What will this bring? Those who are at the bottom of society already are penalised with taxes when they have little choice over their daily routines (whatever happened to the investment to improve their public transport system?), whereas the rich are assured that they can indeed buy their way out of any sticky situation. If they are rich enough, they can buy their way to legitimately pollute even more.

Life for those without a fat wallet, frogs or men, is looking more ominous by the day.

Sunday, 11 March 2007

What exactly is pro-family?

On the whole, children having to grow up in unstable, dysfunctional families tend to suffer more problems than children brought up by loving, dependable adults with a steady relationship. The more parental figures there are – biological, adoptive, grandparents, guardians – the more support there is likely to be compared with a single individual with no help. For the sake of all children, it is fairly obvious that we should all be in favour of strong, happy, caring families everywhere.

But if you think that means ‘pro-family’ ideas must be about identifying and countering what undermines flourishing families, you’d be in for a surprise. Many of the self-styled champions of the sacred, precious institution of family are actually fixated about the legal protection of heterosexual marriage as the respected norm in society. They want to give people in that form of relationship more rights, more tax benefits, more dignity than anyone else. Whatever causes them to think like that has very little to do with the parental capacity of different forms of family arrangements.

There is no evidence that married heterosexual couples raise children more effectively than an aunt and her companion, two devoted dads, a loving mother supported by her mother, or any other combination. The only constant factor is sufficient attention being paid to the needs of the children by adults who share a deep concern for the wellbeing of those children without being torn apart by stresses and strains placed on their own relationship.

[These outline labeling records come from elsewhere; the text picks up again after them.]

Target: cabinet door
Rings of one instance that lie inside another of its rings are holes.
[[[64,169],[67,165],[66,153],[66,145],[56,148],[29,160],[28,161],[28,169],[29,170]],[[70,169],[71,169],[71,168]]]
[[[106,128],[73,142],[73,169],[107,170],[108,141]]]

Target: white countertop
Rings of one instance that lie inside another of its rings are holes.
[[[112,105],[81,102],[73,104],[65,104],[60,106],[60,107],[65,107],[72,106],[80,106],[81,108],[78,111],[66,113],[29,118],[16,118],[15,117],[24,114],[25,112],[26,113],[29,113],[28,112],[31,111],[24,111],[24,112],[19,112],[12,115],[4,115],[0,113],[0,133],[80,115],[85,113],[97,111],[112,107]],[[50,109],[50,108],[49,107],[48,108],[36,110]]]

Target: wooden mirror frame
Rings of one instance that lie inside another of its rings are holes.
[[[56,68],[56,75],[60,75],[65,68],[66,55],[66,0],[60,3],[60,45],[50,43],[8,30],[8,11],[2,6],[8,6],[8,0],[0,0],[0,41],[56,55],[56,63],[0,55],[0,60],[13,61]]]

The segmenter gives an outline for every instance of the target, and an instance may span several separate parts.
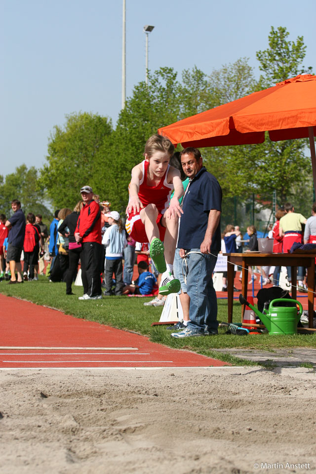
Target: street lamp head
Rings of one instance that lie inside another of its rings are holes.
[[[144,27],[143,31],[145,33],[150,33],[151,31],[153,31],[154,28],[154,26],[151,26],[150,25],[145,25]]]

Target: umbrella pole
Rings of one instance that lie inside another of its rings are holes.
[[[315,153],[315,141],[314,140],[314,127],[308,127],[308,136],[310,139],[310,148],[312,158],[312,168],[314,182],[314,191],[316,196],[316,153]]]

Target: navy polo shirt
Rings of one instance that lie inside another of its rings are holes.
[[[198,248],[204,240],[211,209],[222,210],[222,189],[215,176],[202,166],[190,182],[183,199],[179,248]],[[211,251],[221,249],[221,222],[212,239]]]
[[[25,216],[21,209],[18,209],[8,219],[12,227],[9,231],[8,242],[13,247],[23,247],[25,236]]]

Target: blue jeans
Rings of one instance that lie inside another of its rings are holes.
[[[127,245],[124,249],[124,272],[123,281],[125,285],[130,285],[133,279],[135,247]]]
[[[281,272],[280,267],[276,267],[275,271],[273,272],[273,284],[276,286],[278,286],[279,280],[280,279],[280,273]]]
[[[190,297],[190,322],[188,326],[194,332],[204,330],[217,334],[217,300],[213,286],[212,274],[217,255],[201,254],[199,248],[186,249],[187,291]]]
[[[181,291],[183,291],[184,293],[187,292],[187,285],[185,283],[184,279],[183,278],[183,273],[182,273],[182,263],[183,262],[183,259],[181,258],[179,254],[180,251],[179,248],[176,248],[176,251],[174,254],[174,260],[173,260],[173,276],[175,278],[177,278],[178,280],[180,280],[180,282],[181,284],[181,287],[178,292],[178,295],[181,295]],[[184,270],[185,266],[184,265]]]

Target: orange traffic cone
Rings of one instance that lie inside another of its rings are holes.
[[[250,303],[251,305],[252,305],[253,306],[253,298],[252,296],[248,296],[247,298],[247,301],[248,303]],[[242,318],[242,322],[246,323],[247,324],[256,324],[256,315],[253,310],[252,310],[249,306],[247,306],[246,305],[246,307],[245,308],[245,312],[243,315],[243,318]],[[247,329],[255,329],[255,327],[254,326],[243,326],[242,327],[245,327]]]

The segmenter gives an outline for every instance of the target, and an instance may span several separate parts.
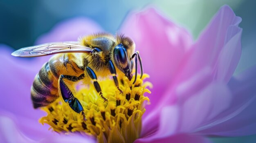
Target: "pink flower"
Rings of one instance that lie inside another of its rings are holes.
[[[225,6],[194,42],[185,29],[153,9],[128,16],[121,31],[135,41],[154,86],[136,143],[204,143],[209,141],[206,136],[256,133],[256,67],[232,76],[241,55],[241,21]],[[72,19],[36,43],[75,40],[101,31],[97,25],[83,18]],[[56,135],[38,123],[44,114],[33,109],[30,87],[49,57],[18,59],[1,46],[1,142],[94,141]]]

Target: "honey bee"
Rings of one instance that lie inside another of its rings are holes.
[[[82,37],[78,42],[46,43],[22,48],[11,55],[32,57],[55,54],[45,63],[38,73],[31,88],[34,108],[46,106],[59,96],[77,113],[83,112],[80,102],[74,96],[74,87],[82,79],[92,80],[99,95],[104,100],[97,76],[111,75],[117,89],[121,93],[117,75],[131,81],[135,59],[135,83],[137,78],[137,59],[140,63],[141,78],[142,66],[139,52],[134,53],[134,42],[124,35],[101,33]],[[111,74],[111,75],[110,75]]]

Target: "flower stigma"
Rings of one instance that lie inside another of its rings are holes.
[[[143,81],[148,77],[143,74],[134,84],[134,77],[131,81],[122,78],[119,81],[122,93],[112,79],[101,81],[103,95],[108,99],[105,102],[92,84],[83,86],[74,95],[82,104],[84,114],[75,112],[60,97],[41,108],[47,114],[39,122],[49,125],[50,129],[58,133],[94,136],[99,143],[132,143],[139,137],[142,116],[149,102],[144,95],[150,92],[147,88],[151,87],[151,84]]]

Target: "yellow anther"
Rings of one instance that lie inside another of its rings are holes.
[[[132,84],[134,76],[131,81],[123,77],[124,84],[119,87],[124,91],[122,94],[112,79],[99,81],[103,95],[108,99],[107,102],[103,101],[93,85],[80,89],[75,97],[83,106],[85,119],[82,114],[74,112],[68,104],[62,102],[59,98],[47,107],[42,108],[48,114],[42,117],[39,122],[49,125],[55,132],[69,134],[79,132],[81,134],[94,136],[99,142],[106,140],[109,142],[115,141],[122,143],[124,140],[126,143],[132,143],[140,133],[142,116],[146,110],[144,102],[149,101],[144,94],[150,93],[146,88],[152,85],[143,81],[148,77],[144,74],[142,79],[137,79],[136,86]],[[127,98],[129,100],[126,100]],[[123,131],[125,129],[136,131],[127,134]]]

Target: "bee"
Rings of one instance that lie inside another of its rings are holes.
[[[117,34],[101,33],[80,38],[77,42],[46,43],[22,48],[11,55],[20,57],[43,56],[55,54],[45,63],[38,73],[31,88],[34,108],[46,106],[61,96],[65,102],[77,113],[83,112],[80,102],[74,96],[73,85],[82,79],[93,81],[96,90],[105,101],[97,76],[111,75],[120,94],[117,75],[131,81],[135,59],[135,77],[137,78],[137,59],[141,78],[143,68],[139,52],[135,53],[135,44],[129,37]]]

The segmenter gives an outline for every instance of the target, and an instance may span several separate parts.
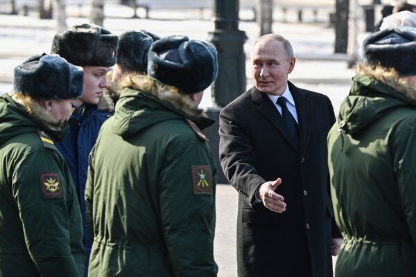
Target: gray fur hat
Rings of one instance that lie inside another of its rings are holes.
[[[37,55],[15,68],[13,89],[35,100],[75,99],[83,94],[84,71],[58,55]]]
[[[117,64],[137,72],[147,71],[147,55],[154,41],[160,37],[144,30],[128,30],[119,37]]]
[[[200,92],[215,80],[217,51],[211,44],[173,35],[155,42],[148,56],[148,75],[185,94]]]
[[[416,74],[416,28],[399,26],[372,33],[363,48],[367,64],[394,68],[401,76]]]
[[[51,52],[80,66],[112,66],[118,47],[119,37],[98,25],[86,24],[55,35]]]

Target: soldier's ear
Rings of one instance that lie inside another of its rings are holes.
[[[295,68],[295,64],[296,63],[296,59],[295,57],[291,57],[291,60],[289,60],[289,70],[288,71],[288,73],[290,74],[293,71]]]

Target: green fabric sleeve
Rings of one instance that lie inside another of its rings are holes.
[[[159,203],[162,229],[175,276],[216,276],[218,267],[214,260],[216,169],[209,147],[201,141],[179,141],[171,143],[168,149],[159,181]],[[209,193],[198,193],[198,188],[194,188],[198,180],[193,179],[192,170],[199,166],[209,168]]]
[[[74,258],[71,244],[76,243],[71,238],[71,229],[77,227],[71,226],[74,223],[82,232],[80,214],[73,186],[62,166],[66,165],[55,150],[45,148],[27,154],[13,176],[12,193],[26,244],[42,276],[81,276],[83,272],[84,258],[80,262],[79,255]],[[44,184],[47,179],[58,182],[62,191],[48,190]]]

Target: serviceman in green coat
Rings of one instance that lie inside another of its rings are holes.
[[[55,146],[83,80],[83,69],[58,55],[33,56],[0,97],[0,276],[83,275],[80,208]]]
[[[215,48],[182,36],[131,75],[89,157],[90,277],[216,276],[216,168],[198,105],[217,75]]]
[[[337,277],[416,274],[416,29],[363,43],[328,135],[331,193],[344,244]]]

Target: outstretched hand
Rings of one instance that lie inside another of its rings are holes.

So anyone whose real interest is in the upbringing of children would focus on the factors which prevent those with a parental role from carrying it out effectively. And it is here that we come upon the obstacles about which many ‘pro-family’ advocates are so resolutely silent. The long hour work culture that keeps parents from their children, the work pressures that spill into destructive stresses that pull apart parental partners, the diminishing job security that creates uncertainty at home, the expectations to uproot families or leave them behind to get work, the consumerist measure of parents’ ability to buy things for their children linked to their level of earnings, the substitution of time with one’s parents by the acquisition of status symbols (from toys through to cars) via their purchasing power.

These factors are of course inter-connected. They are all related to the socio-economic changes which have been accelerating since the second half of the twentieth century. It is not some mindless defiance against the moral duty of being good parents that suddenly erupted and destroyed the capacity of families to bring up intelligent and responsible children. The Anglo-American market model which values above all economic growth as an engine to drive the plutocratic concentration of wealth in the few has been growing in strength from the late 1970s, when its political sympathizers on both sides of the Atlantic won the power to roll back the checks and balances against corporate greed.

Now we see the consequences of this relentless expansion of the commercial hierarchy – the top rejecting taxation and regulations as fettering their golden ability to generate wealth (for themselves), the middle perpetually anxious that they would be ejected as inadequate and must therefore work harder than ever to prove themselves, and the bottom convinced that they (and their children) have no future, no respect from anyone else.

Anyone wanting to stand up and claim they are pro-family had better from now on start by explaining how they are going to tackle corporate irresponsibility.